ジャズ評論家であり、1950年代から1960年代に全米で起こった黒人の権利と人種差別撤廃を求めた公民権運動にも関わったナット・ヘントフが書いた小説。1964年に出版され、全米青少年の共感を呼び「最高の青春小説」と絶賛された。

1925年生まれのヘントフ、同い年に黒人解放指導者のマルコムX、4歳年下に公民権運動の指導者マーティン・ルーサー・キングがいた。「I have a dream.」と、平等な社会を夢見た演説は、今でも私の心にある。1965年にマルコムX、1968年にキング牧師は暗殺される。ジャズという音楽に惹かれていたからこそ、当時のアメリカの抱えていた人種差別という問題は、ヘントフの活動に大きな影響を及ぼしたのだろう。

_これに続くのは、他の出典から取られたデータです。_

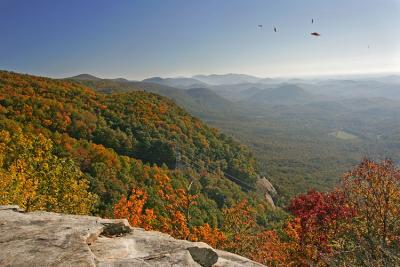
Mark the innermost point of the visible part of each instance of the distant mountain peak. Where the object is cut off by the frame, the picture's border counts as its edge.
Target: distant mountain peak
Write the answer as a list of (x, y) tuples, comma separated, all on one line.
[(84, 77), (229, 78)]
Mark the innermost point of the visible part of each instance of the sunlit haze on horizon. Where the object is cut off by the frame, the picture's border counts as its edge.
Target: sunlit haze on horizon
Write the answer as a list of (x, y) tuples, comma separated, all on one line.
[(141, 39)]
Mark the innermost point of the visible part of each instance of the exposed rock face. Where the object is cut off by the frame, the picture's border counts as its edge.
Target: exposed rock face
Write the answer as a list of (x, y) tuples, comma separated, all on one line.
[(267, 189), (51, 239)]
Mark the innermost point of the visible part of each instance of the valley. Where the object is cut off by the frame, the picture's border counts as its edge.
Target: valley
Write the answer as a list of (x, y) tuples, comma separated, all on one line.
[(304, 133)]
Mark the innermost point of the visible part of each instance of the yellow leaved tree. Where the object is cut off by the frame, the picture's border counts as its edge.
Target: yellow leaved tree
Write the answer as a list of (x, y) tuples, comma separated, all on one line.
[(35, 179)]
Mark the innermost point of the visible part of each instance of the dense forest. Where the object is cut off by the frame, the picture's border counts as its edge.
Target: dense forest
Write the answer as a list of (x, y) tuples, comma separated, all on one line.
[(303, 133), (137, 155)]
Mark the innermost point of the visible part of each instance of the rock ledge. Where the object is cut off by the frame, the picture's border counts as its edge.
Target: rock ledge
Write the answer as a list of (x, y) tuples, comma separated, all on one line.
[(52, 239)]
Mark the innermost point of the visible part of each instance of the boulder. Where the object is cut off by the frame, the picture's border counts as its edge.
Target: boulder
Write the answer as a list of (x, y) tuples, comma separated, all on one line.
[(52, 239)]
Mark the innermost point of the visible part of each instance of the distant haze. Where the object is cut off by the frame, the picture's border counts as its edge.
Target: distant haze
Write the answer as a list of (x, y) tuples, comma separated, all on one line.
[(142, 39)]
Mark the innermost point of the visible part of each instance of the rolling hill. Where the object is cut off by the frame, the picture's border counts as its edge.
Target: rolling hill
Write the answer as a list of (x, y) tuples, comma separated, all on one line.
[(127, 139)]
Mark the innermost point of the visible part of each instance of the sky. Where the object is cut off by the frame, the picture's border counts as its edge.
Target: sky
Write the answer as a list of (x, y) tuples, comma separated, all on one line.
[(140, 39)]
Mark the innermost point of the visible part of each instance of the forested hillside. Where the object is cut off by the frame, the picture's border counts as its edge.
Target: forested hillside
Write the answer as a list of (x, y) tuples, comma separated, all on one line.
[(115, 139), (66, 148)]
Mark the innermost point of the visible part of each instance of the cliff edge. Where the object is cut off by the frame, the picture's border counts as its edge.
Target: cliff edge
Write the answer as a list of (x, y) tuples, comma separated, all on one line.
[(52, 239)]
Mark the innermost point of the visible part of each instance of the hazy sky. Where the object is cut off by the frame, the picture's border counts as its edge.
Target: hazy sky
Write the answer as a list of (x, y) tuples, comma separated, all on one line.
[(139, 39)]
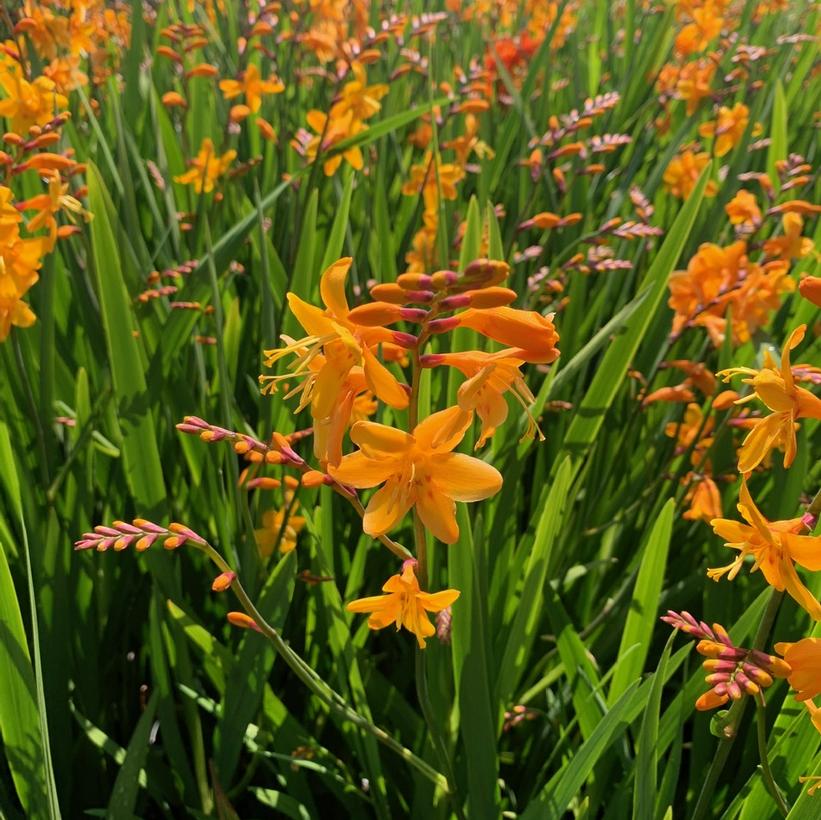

トランペットに夢中の16歳の高校生トム・カーティス。「ミュージシャンになりたい」と、グリニッジヴィレッジのジャズメンの世界にとびこむが、彼は白人。黒人が創ったジャズの世界、そこに入れるパスポートはない。白人と黒人の世界の狭間で、青い感性は揺れる。

《僕は僕自身でありたいんだ。僕以外の何者にもなりたくない。》

トムの父親は弁護士。ホワイトカラーの家庭に育ったトムは、高校から大学進学へのレールは当たり前に用意されている。大学に入れば、そこから弁護士だろうが大臣だろうがどんな職業に就くことも出来る。将来の可能性は無限大だ。憧れていたジャズマンがいるバンドから誘いがかかる。大学進学か否かを考えていたトムに、友人の黒人ジャズマンは言う。「黒人のミュージシャンはたくさんいる。大学へ行こうと思えば行ける自由を持っていない連中だ。君がバンドに入るということは、黒人から仕事をひとつ取りあげることだ。」

《君が何者かってことだ。君は何も生い立ちを物語ってやしない。》

本書の会話によく出てくる「ヒップ」「スクウェア」という言葉。《ヒップ=スウィングしうるもの。社会から自立して勇気と知恵をもって体制に呑みこまれないもの。スクェア=ジャズのわからない奴。無邪気な正直者。社会体制の規則にきちんと従う人。》最後の「注」に書かれている定義。黒人のスラング英語。「あなたはヒップだね」と、上京したての18歳の私に年上の友人が言った。そういえば彼女もジャズが好きだった。

あとがきに紹介されているナット・ヘントフの著書「ぺしゃんこにされてもへこたれないぞ」に、太い万年筆で思いっきり線が引いてあった。東京で一旗!?の意気込みか……青春の私。